London Daily

Focus on the big picture.
Tuesday, Feb 17, 2026

School Food Matters delivers millionth Breakfast Box

School Food Matters delivers millionth Breakfast Box

Charity received £25,000 from Unicef UK to deliver food to needy families in Britain
It found itself at the centre of a political storm after helping to deliver Unicef UK’s first ever food aid programme for struggling families in Britain – now the charity, which had never given out out a single food parcel and never intended to, has delivered its one millionth Breakfast Box.

“We had absolutely no idea of the level of need,” said Stephanie Slater, the founder of School Food Matters. The charity was preparing a school meals nutrition project in south London when lockdown came. With its plans on hold, it switched to distributing food parcels to families local schools had identified as vulnerable.

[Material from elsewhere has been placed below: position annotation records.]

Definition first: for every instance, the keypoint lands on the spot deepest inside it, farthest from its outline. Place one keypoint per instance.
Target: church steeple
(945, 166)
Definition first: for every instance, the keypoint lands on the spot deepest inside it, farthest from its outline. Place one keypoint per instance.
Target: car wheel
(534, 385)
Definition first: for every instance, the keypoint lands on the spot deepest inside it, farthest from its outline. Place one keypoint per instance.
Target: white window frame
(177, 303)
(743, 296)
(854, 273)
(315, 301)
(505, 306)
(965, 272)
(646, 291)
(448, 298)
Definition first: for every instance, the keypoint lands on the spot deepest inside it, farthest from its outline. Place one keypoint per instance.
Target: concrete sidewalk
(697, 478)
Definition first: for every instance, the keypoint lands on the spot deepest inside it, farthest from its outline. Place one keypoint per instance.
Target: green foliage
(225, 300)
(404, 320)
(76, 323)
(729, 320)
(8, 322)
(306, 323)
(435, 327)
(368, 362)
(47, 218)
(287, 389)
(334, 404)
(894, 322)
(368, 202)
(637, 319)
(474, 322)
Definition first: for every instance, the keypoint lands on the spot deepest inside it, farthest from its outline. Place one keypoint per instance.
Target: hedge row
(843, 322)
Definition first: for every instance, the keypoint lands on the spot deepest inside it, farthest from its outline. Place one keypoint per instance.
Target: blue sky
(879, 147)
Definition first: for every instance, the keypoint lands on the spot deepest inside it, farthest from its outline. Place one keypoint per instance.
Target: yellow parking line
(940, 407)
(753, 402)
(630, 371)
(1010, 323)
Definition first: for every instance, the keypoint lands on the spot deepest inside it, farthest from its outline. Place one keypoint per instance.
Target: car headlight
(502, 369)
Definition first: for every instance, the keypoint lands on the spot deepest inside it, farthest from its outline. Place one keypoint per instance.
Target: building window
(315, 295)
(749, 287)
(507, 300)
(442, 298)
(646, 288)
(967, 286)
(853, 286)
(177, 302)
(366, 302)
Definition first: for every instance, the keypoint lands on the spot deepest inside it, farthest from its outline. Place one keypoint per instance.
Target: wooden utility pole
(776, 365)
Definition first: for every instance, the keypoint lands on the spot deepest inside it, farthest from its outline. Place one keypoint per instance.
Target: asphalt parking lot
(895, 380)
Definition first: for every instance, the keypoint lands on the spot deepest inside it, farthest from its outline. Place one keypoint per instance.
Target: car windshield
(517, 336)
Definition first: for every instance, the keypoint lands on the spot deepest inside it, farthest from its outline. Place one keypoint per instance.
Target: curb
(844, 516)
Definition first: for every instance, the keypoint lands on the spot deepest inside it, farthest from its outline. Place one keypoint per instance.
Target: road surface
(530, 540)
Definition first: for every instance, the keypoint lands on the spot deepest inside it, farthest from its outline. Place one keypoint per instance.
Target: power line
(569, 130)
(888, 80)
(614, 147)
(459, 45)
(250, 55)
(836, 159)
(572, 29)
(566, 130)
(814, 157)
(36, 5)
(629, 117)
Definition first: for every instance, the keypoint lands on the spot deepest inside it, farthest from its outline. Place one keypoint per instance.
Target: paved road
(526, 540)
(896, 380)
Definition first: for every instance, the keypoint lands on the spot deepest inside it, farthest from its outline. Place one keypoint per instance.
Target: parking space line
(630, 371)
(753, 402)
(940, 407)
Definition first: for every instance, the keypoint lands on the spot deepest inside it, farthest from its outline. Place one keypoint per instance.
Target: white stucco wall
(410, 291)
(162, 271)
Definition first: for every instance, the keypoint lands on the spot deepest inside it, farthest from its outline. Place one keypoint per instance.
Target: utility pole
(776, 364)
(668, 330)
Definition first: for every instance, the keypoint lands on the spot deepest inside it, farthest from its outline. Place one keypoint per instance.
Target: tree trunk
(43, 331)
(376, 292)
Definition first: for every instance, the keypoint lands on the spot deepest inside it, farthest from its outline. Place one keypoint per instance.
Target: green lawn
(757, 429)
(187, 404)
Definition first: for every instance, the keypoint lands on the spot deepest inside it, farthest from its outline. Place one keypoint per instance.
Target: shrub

In its first week, the charity handed out 500 boxes filled with fresh fruit, cereal, bread, rice and milk. By week 10 it was giving out 5,000 boxes. Schools that initially said they did not need the help changed their minds. By its January peak, the impromptu project was distributing 9,000 boxes a week – equivalent to 91,000 breakfasts.

To anyone involved locally it was clear this was a major crisis. And yet it was the £25,000 School Food Matters received last autumn from the UN children’s agency to part-fund the programme (the bulk of the £1.3m spent on the scheme came from Impact on Urban Health, part of the Guy’s and St Thomas’ charity) that triggered a media furore.

In December the Tory minister Jacob Rees-Mogg described the £700,000 Covid food support programme from Unicef UK as a “political stunt of the lowest order”. The House of Commons leader praised the government’s child poverty record and said the UN children’s agency “should be ashamed of itself”.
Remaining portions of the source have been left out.